Around the world, builders are putting modern twists into ancient construction methods that employ the hearty hemp weed. Roman engineers used the plant’s fibers in the mortar they mixed to hold up bridges. Early results indicate hemp can also be used to create a cleaner alternative to cement.


5. A growing number of people suffering from post-traumatic stress disorder (PTSD) are turning to cannabis’s non-psychoactive compound for treatment.

A systematic review published in the Journal of Dual Diagnosis finds that the active components of cannabis, called cannabinoids, could eventually be prescribed by doctors as a treatment for PTSD. For now, the compound has yet to undergo the kind of rigorous scientific study needed to make that case.

Still, anecdotally, PTSD sufferers are pointing to the power of CBD to reduce nightmares and improve sleep.

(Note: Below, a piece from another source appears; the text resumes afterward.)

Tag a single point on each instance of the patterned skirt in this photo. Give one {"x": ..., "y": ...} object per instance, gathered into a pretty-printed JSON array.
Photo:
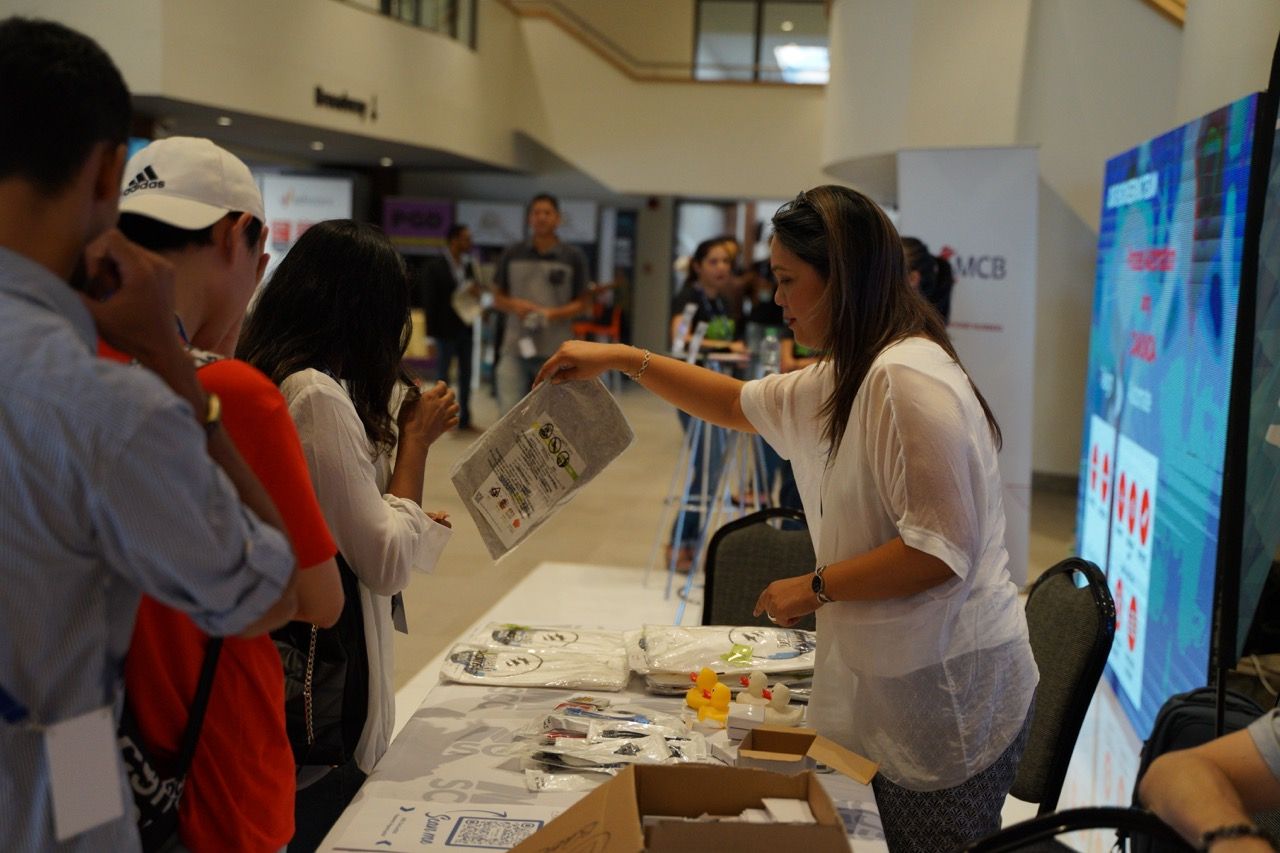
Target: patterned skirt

“There has been a recent surge of interest in the use of cannabinoids to treat PTSD, said the study’s lead author, Dr. Chandni Hindocha, with the University College London Clinical Psychopharmacology Unit. That’s “particularly from military veterans, many of whom are already self-medicating or obtaining prescriptions in some American states.”

In fact, the lack of evidence supporting cannabis as a PTSD treatment is striking given the vast interest in it, said Hindocha.

Potentially debilitating, PTSD typically consists of re-experiencing a traumatic event through intrusive memories, flashbacks or nightmares, and often involves hyper-reactivity (a state of constant vigilance) and insomnia.